In all three areas — discoverability, trending and advertising — the system used to promote and recommend the topics of our public discourse online is flawed, often leading to troubling content rising to the top. Indeed, the ability of Facebook, Twitter and Google to grow so quickly through automation has created a fragile media system that the events of 2017 have shown to be easy to abuse.
The end of goodwill?
What was most disconcerting about the testimony of the online giants before Congress was the revelation of how easily their platforms were misused. Attacks alleged to be directed by the Kremlin did not use technical sophistication; they just broke social norms, picking scabs of racism and hatred. There was no secret artificial intelligence device or complex modelling, just bad actors willing to go there.

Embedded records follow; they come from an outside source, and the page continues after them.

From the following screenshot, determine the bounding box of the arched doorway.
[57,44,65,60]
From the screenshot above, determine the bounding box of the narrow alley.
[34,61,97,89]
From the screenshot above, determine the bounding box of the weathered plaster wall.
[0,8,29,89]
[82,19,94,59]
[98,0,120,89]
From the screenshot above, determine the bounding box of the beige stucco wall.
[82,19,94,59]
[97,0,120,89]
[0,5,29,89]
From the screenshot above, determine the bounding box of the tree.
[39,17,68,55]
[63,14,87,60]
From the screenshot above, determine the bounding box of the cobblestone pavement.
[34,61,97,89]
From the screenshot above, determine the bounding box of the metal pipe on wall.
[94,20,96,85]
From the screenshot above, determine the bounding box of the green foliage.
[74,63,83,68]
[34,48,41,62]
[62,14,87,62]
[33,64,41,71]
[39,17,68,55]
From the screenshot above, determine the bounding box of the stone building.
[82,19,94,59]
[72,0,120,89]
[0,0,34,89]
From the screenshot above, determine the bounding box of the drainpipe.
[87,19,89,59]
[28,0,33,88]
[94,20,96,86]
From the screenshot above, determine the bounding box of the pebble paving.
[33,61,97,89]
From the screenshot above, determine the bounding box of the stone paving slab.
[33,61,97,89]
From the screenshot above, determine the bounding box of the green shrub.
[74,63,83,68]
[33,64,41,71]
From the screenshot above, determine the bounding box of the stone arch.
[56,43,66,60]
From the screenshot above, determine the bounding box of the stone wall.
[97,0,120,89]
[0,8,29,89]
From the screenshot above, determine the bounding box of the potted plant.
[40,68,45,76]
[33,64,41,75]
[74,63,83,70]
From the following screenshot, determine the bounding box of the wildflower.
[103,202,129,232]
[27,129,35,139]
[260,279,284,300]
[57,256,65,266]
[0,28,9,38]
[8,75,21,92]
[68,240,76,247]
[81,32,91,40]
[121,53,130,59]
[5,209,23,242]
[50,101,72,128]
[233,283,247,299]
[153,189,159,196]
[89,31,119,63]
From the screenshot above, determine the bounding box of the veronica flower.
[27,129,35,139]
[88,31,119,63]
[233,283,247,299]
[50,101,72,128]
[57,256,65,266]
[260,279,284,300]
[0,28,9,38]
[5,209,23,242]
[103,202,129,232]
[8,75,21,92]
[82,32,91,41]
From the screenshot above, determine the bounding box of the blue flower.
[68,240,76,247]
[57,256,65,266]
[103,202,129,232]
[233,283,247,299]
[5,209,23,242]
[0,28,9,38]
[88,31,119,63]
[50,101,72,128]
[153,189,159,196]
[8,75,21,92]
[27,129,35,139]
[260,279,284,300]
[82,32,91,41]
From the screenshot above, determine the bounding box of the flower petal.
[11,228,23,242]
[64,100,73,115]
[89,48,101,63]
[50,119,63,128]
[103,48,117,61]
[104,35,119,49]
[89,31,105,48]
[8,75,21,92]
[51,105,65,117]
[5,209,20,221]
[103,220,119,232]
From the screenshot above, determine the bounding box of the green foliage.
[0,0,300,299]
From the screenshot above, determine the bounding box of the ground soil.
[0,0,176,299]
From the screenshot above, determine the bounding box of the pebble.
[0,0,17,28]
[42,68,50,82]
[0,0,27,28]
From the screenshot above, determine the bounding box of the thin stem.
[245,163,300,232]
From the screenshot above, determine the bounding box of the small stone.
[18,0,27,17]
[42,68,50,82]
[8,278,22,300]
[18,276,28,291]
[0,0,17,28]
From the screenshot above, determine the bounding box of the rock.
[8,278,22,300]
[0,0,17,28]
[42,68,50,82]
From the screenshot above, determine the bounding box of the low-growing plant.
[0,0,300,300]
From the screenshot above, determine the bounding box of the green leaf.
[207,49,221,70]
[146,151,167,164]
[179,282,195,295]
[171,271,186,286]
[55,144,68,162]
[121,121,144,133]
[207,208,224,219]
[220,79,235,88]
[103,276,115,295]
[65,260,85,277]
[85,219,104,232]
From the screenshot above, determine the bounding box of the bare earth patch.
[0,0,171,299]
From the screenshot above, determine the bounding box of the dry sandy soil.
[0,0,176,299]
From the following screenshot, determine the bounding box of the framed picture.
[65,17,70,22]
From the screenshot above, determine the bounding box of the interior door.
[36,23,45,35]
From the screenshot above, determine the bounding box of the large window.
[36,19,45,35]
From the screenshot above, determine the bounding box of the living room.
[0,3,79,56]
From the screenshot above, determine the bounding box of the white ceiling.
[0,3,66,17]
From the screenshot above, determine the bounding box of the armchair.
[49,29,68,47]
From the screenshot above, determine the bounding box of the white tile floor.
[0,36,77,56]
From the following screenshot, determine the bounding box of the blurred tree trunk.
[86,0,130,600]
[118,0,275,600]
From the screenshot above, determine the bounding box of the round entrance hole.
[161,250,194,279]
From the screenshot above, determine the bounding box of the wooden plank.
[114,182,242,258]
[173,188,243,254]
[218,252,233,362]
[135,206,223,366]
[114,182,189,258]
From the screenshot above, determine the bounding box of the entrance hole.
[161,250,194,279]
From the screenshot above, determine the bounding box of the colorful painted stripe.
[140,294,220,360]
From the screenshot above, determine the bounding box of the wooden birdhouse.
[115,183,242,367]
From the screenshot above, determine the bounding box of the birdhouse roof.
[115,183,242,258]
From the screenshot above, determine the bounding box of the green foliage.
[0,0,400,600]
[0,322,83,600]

Anyone following the treatment of women online should already know how uncivil conduct can destroy online community. By now, we also know that social media companies have been largely ineffective at addressing such problems.
Goodwill may have been Facebook’s or Google’s killer app. People spent years making these platforms popular, filling their sterile blue or white pages with love, joys and the fragile beauty of living. Today that goodwill seems in short supply. After years of working to build the world’s largest social network, people might be tiring of sharing so much and getting so little back. Research tends to show social media has a positive effect on political participation, but that influence might decline if 2017 has ended the goodwill toward social media in our lives.
The debate about social media and democracy is far from over, but it is evident that social media’s benefits need to be clearly stated and its flaws better acknowledged. Discoverability, trending stories and advertising all must be subject to greater public scrutiny before the next federal election. Achieving solutions will require better social media governance. Canada’s existing institutions of media policy, like the CRTC, should be a good model as we develop this governance.